B/ Une conclusion de l’œuvre paradoxale Cette conception du texte que semble mettre ici en œuvre La Fontaine semble se rattacher à ce que l’on appellera plus tard « l’œuvre ouverte », d’une expression d’Umberto Eco. Ceci a son importance si l’on prend maintenant en compte la position de cette fable dans le recueil : située à la fin du livre VI, cette fable se retrouve en fin du recueil si l’on se fonde sur la première publication qui n’incluait que les six premiers livres. La Fontaine ne ferme ainsi pas son livre sur une interprétation catégorique d’un exemple concret, comme il a pu le faire pour d’innombrables autres fables. Ici, pas d’animaux, pas de burlesque ou de grotesque qui viendraient donner à la fable un aspect de farce. Cette fable reste beaucoup plus sobre, même si extrêmement ironique. Le jeu sur les termes « soupirs » et « transports », vocables empruntés directement à la langue précieuse, relève de l’ironie. Les références sont en outre multiples dans ce texte, ancrant celui-ci dans une tradition bien plus sérieuse que ce qu’il avait pu faire dans d’autres fables.
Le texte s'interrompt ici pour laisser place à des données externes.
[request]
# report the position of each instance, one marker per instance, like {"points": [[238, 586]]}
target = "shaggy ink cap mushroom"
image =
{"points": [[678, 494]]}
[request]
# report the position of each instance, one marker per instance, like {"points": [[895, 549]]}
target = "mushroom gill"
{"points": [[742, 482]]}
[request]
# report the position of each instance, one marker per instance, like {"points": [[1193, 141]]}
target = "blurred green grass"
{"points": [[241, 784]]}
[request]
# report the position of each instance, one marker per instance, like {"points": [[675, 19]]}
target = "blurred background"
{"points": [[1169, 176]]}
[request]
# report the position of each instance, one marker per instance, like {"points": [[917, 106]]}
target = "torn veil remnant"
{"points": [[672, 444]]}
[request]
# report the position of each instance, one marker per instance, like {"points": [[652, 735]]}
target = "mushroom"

L’expression « beaucoup de bruit » du vers 2 fait directement référence à une pièce de Shakespeare, Beaucoup de bruit pour rien. Les allusions mythologiques sont également plurielles : la métaphore platonicienne de l’envol de l’âme (vers 2, 18/20), ou l’évocation de la fontaine de Jouvence font partie de ces poncifs de la culture classique. On peut ainsi parler d’une conclusion de l’œuvre paradoxale, dans la mesure où La Fontaine finit son texte sur une tonalité bien différente de celle ces textes précédents, nous invitant à relire le recueil d’un œil plus grave que l’on avait pu le faire. Les fables de La Fontaine ne sont pas pur divertissement loufoque.